Oh well, never mind, because jugglers shouldn't be winning a competition like this anyway.
Join the circus lads, or even better, as buskers you could pay your way around the world many times over because you really are very good.
But the thing that struck me about NZGT is, well, the talent that was uncovered. Yes, many scoff at the star making potential of shows like this - and I was one of them, I admit it - but there are some among the 12 finalists who could (and should) go on to bigger and better things.
Yes, the show could have done with a few more "madcap Maori boys" like J Geeks (those are host Tamati Coffey's words by the way), and for many viewers, these four lads who "put the metro into Maori" (again, from Coffey's script) have been the favourites.
And I tell ya, instead of banking on The Hobbit to haul in the tourist dollars, New Zealand Tourism should snap up J Geeks, put them on a plane and trot them out around the world to astound people, make them laugh, and scare the living daylights out of them with their fearsome and futuristic kapa haka.
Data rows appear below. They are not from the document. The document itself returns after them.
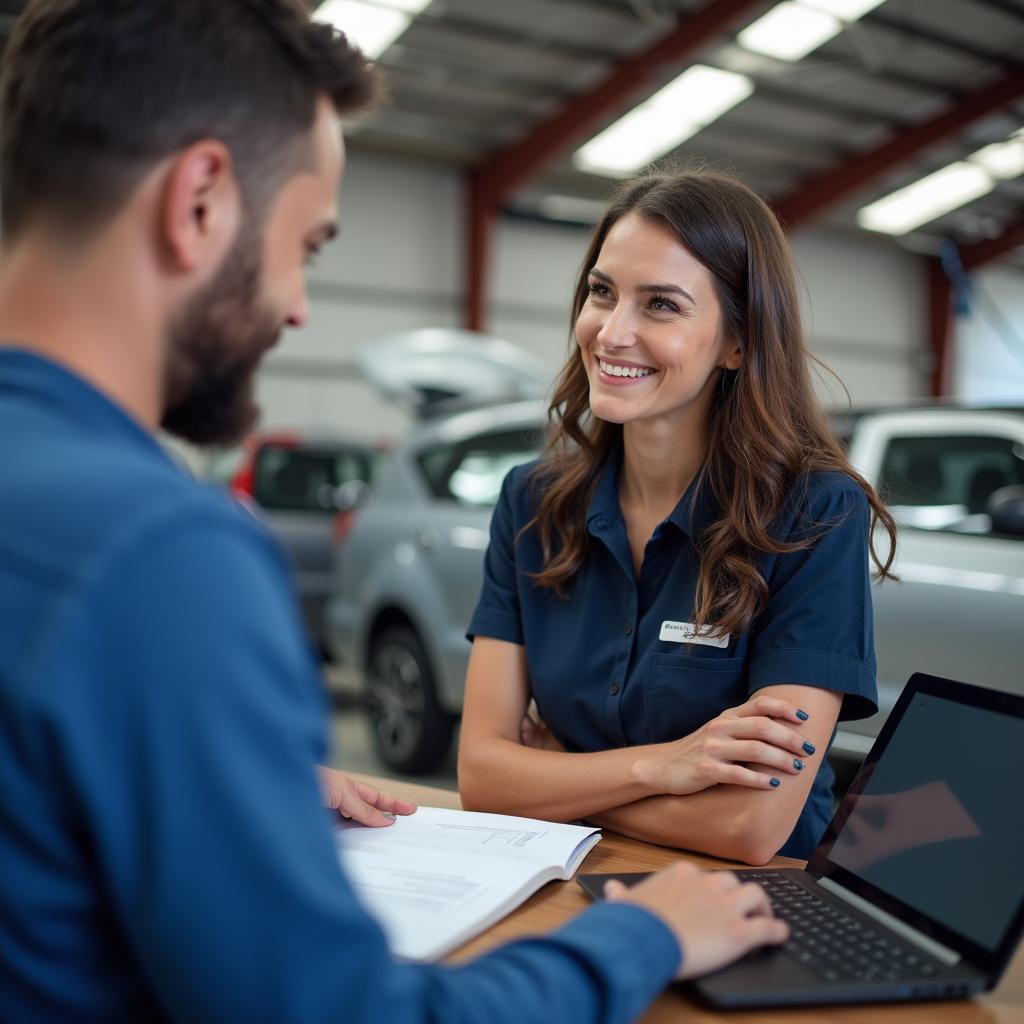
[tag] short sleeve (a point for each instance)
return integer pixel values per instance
(498, 611)
(817, 627)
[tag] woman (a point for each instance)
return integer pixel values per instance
(681, 583)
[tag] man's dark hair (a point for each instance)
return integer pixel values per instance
(94, 92)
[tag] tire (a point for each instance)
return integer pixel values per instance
(411, 732)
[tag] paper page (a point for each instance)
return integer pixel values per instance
(491, 836)
(439, 877)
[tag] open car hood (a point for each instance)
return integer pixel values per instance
(434, 371)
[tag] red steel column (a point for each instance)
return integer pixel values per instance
(832, 185)
(940, 329)
(503, 172)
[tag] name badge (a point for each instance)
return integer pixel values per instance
(685, 633)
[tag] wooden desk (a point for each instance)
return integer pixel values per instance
(556, 902)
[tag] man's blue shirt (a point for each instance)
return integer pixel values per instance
(164, 853)
(601, 671)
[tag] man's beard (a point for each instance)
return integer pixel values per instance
(216, 343)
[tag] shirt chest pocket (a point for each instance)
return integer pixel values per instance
(685, 691)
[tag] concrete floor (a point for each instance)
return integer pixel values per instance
(351, 743)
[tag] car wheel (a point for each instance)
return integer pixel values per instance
(411, 731)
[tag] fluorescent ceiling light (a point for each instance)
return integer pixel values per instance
(372, 27)
(1004, 160)
(674, 114)
(849, 10)
(927, 199)
(790, 32)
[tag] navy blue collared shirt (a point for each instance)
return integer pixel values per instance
(164, 853)
(599, 670)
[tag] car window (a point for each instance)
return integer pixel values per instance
(471, 471)
(944, 482)
(305, 478)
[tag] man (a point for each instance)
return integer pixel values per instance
(168, 166)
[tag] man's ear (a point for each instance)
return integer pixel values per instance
(201, 207)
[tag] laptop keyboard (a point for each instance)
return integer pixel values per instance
(837, 946)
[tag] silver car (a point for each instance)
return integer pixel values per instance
(410, 573)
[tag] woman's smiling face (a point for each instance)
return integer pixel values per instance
(649, 333)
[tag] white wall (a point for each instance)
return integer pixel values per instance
(988, 343)
(397, 265)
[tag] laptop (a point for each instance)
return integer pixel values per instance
(916, 888)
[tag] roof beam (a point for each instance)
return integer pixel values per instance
(833, 185)
(980, 253)
(509, 168)
(491, 183)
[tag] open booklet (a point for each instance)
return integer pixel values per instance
(437, 878)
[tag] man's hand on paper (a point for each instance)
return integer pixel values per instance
(714, 918)
(358, 801)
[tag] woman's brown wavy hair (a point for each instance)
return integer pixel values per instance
(766, 430)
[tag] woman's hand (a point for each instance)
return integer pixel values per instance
(358, 801)
(754, 733)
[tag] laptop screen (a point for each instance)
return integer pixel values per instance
(937, 821)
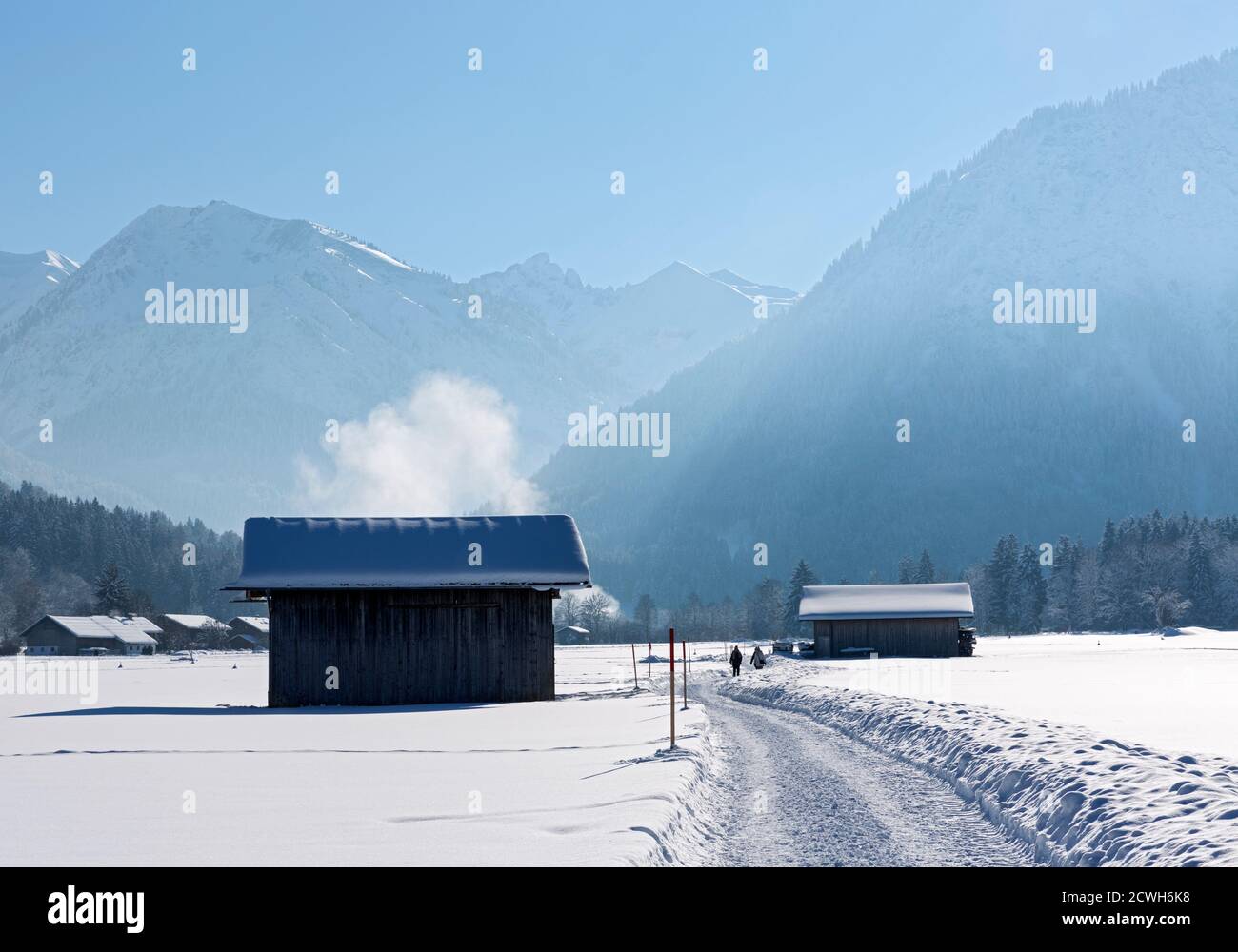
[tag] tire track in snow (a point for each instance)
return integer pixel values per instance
(790, 791)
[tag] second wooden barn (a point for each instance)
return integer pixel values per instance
(910, 621)
(411, 610)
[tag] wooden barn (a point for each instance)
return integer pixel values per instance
(910, 621)
(411, 610)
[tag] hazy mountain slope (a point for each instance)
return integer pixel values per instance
(788, 437)
(193, 419)
(24, 279)
(643, 332)
(202, 420)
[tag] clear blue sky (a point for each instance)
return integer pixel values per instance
(768, 173)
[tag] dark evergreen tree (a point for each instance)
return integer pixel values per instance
(800, 577)
(111, 593)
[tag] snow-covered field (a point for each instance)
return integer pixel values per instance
(572, 782)
(1097, 749)
(1090, 748)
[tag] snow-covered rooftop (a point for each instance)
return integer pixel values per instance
(258, 623)
(196, 622)
(533, 551)
(135, 630)
(941, 600)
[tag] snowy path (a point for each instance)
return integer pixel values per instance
(829, 800)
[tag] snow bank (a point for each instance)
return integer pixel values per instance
(1078, 798)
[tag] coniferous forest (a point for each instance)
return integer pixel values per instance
(72, 556)
(1142, 573)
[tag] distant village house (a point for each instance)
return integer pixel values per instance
(67, 635)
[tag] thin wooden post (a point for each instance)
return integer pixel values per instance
(672, 688)
(684, 647)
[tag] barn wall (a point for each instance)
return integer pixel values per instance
(899, 637)
(411, 646)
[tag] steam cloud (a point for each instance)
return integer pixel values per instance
(449, 449)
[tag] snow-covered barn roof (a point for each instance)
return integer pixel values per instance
(193, 622)
(941, 600)
(535, 551)
(259, 625)
(135, 630)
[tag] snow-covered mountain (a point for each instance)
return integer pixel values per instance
(790, 437)
(644, 332)
(24, 279)
(194, 419)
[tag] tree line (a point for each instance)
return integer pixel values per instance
(1143, 573)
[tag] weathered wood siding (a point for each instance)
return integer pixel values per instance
(411, 646)
(900, 637)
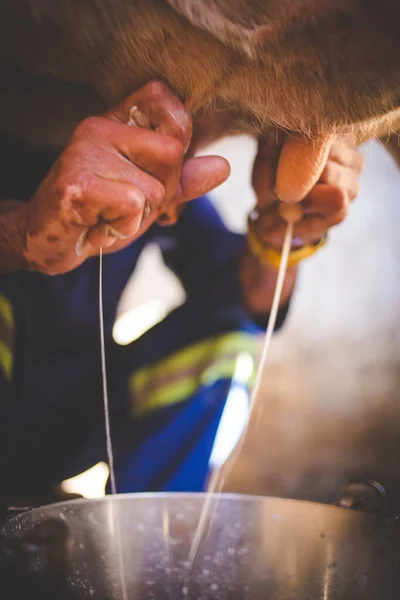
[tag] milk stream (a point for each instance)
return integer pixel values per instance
(110, 455)
(218, 478)
(115, 523)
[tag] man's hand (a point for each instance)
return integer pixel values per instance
(113, 173)
(325, 206)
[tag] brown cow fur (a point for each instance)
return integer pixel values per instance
(313, 66)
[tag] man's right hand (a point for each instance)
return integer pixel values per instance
(112, 173)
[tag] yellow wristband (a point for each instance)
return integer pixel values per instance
(270, 257)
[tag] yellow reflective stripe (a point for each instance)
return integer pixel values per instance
(6, 311)
(166, 396)
(6, 360)
(186, 359)
(172, 381)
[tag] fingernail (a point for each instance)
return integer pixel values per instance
(108, 242)
(80, 244)
(146, 213)
(111, 231)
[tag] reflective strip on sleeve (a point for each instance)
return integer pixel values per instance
(6, 337)
(176, 378)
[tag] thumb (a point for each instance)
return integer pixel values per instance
(199, 176)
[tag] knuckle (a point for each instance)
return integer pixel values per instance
(157, 192)
(329, 174)
(360, 161)
(173, 151)
(76, 151)
(339, 216)
(340, 198)
(89, 127)
(136, 200)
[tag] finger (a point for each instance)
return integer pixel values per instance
(119, 204)
(342, 177)
(199, 176)
(346, 154)
(326, 200)
(313, 227)
(264, 171)
(300, 166)
(157, 154)
(160, 110)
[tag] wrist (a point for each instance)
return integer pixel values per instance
(13, 228)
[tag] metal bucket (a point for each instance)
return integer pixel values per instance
(136, 547)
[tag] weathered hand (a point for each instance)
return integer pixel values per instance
(118, 174)
(325, 206)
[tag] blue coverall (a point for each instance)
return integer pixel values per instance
(167, 389)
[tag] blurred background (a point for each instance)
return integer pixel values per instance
(329, 407)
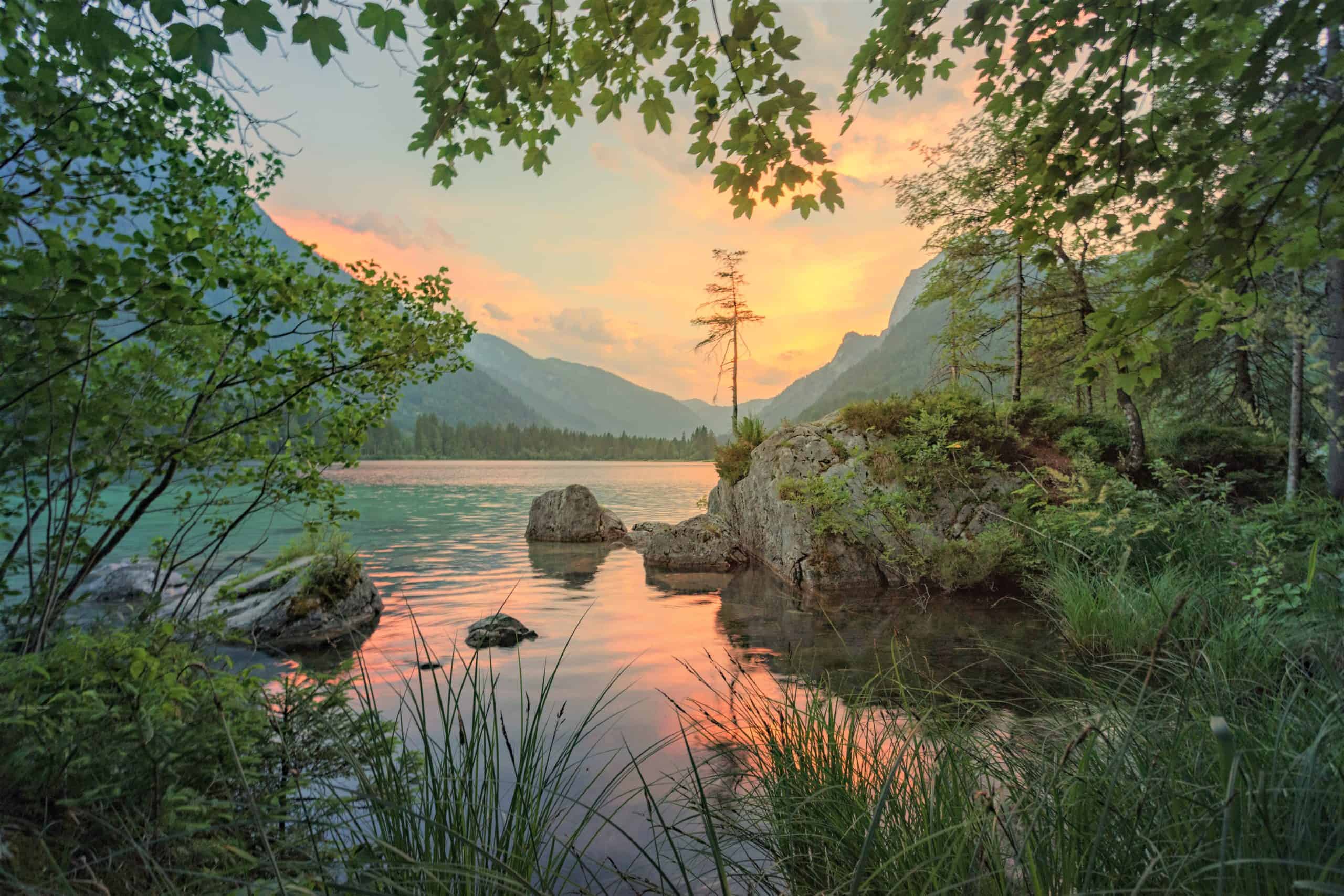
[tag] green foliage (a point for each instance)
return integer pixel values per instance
(842, 452)
(1257, 581)
(506, 796)
(155, 340)
(510, 442)
(996, 553)
(1195, 446)
(1167, 777)
(131, 757)
(733, 461)
(945, 421)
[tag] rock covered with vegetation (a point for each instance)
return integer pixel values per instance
(312, 594)
(702, 543)
(572, 513)
(882, 493)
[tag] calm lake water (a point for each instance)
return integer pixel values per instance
(444, 542)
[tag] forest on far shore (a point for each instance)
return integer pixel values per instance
(436, 438)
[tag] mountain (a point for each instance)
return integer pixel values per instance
(909, 292)
(510, 386)
(580, 397)
(863, 363)
(466, 397)
(719, 417)
(904, 362)
(803, 392)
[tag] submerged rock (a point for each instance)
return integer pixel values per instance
(704, 542)
(496, 630)
(301, 620)
(572, 513)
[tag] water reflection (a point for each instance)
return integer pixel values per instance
(444, 542)
(973, 644)
(573, 565)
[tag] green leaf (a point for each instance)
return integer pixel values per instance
(253, 19)
(805, 205)
(322, 33)
(201, 45)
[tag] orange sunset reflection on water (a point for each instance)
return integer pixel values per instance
(444, 542)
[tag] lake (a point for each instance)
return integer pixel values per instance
(444, 542)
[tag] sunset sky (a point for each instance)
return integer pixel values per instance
(604, 260)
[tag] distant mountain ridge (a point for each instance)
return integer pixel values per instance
(901, 359)
(719, 417)
(511, 386)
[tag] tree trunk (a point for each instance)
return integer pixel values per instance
(734, 381)
(1242, 387)
(1335, 381)
(1016, 347)
(1295, 421)
(1133, 461)
(1335, 336)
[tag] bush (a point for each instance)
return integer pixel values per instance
(733, 461)
(1198, 446)
(972, 425)
(1034, 417)
(130, 758)
(998, 553)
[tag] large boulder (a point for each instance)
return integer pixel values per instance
(854, 543)
(704, 542)
(304, 604)
(572, 513)
(131, 581)
(301, 620)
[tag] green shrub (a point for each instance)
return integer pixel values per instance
(960, 563)
(733, 461)
(131, 755)
(1196, 446)
(1035, 417)
(1096, 438)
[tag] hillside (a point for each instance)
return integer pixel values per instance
(804, 392)
(580, 397)
(901, 359)
(902, 363)
(719, 417)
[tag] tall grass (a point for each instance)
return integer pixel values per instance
(1193, 786)
(492, 798)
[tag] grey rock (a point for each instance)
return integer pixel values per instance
(640, 534)
(291, 624)
(131, 581)
(704, 542)
(496, 630)
(572, 513)
(269, 609)
(781, 536)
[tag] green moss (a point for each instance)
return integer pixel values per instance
(733, 461)
(1198, 446)
(838, 446)
(959, 417)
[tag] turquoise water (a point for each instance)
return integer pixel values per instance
(444, 542)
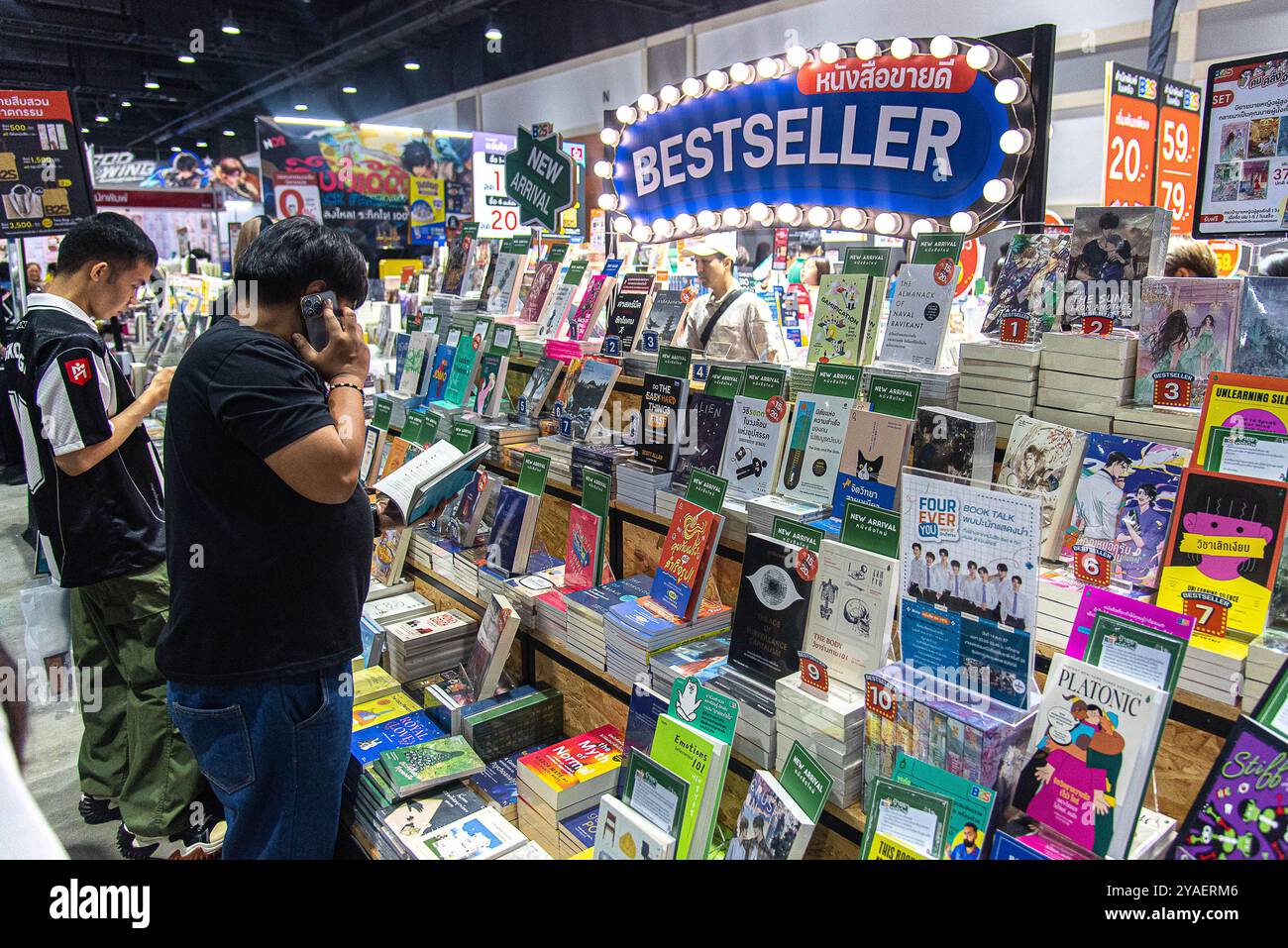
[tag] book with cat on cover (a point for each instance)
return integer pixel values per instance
(1239, 813)
(661, 406)
(1186, 333)
(1122, 505)
(1046, 459)
(583, 550)
(623, 321)
(423, 767)
(1090, 755)
(872, 456)
(687, 556)
(1223, 552)
(773, 604)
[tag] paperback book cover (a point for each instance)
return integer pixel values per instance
(1044, 458)
(773, 604)
(1030, 283)
(1261, 339)
(1223, 552)
(851, 610)
(686, 559)
(871, 460)
(1090, 755)
(1239, 813)
(970, 574)
(1122, 505)
(838, 320)
(1186, 333)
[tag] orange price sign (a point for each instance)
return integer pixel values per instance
(1131, 136)
(1180, 112)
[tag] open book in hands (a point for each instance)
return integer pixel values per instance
(423, 483)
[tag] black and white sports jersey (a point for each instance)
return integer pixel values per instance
(65, 388)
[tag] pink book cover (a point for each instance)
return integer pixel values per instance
(583, 548)
(1095, 599)
(585, 314)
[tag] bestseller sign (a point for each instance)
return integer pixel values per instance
(539, 176)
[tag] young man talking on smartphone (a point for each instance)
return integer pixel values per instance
(269, 544)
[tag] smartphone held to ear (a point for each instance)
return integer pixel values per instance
(314, 324)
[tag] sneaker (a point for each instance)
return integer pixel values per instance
(98, 809)
(196, 843)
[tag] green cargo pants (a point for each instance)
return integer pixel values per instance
(130, 750)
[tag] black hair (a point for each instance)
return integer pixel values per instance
(291, 254)
(106, 237)
(416, 154)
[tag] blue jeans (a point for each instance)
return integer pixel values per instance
(275, 754)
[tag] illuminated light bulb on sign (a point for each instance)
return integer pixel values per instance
(819, 217)
(997, 191)
(941, 47)
(1014, 141)
(769, 67)
(1010, 90)
(734, 217)
(867, 48)
(980, 56)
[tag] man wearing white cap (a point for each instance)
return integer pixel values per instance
(733, 324)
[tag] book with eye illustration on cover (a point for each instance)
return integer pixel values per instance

That's the way to market New Zealand.
But while J Geeks are great entertainers, it's quite gimmicky, whereas the likes of powerful, pure and raw singer and musician Evan Stinton, young farmboy Fletcher Oxford (a star country music name if ever I heard one), who wrote a song about his cat Sushi, and sharp dressed man Logan Walker, who should stick to singing his originals, could all be bona fide stars.
And while I'm not a fan of mournful, sad face, woe-is-me singer-songwriter twaddle, the other one that impressed was Clara Van Wel whose poise and playing showed, to use a showbiz cliche, maturity beyond her years.
The real tearjerker - and one that truly wowed the judges - on finals night, was 11-year-old Jessie Hillel's rendition of Ave Maria. Now, there is no doubt she is a great singer but it's still too early to say if this talented young singer is the next Hayley Westenra.
Like I say, many scoff at the worth of shows like NZGT, but more so than, say, the Kiwi version of Idol, it has managed to weed out a handful of talented youngsters who are already accomplished musicians and performers.
Job done then I'd say, now all they have to do is back themselves and become famous.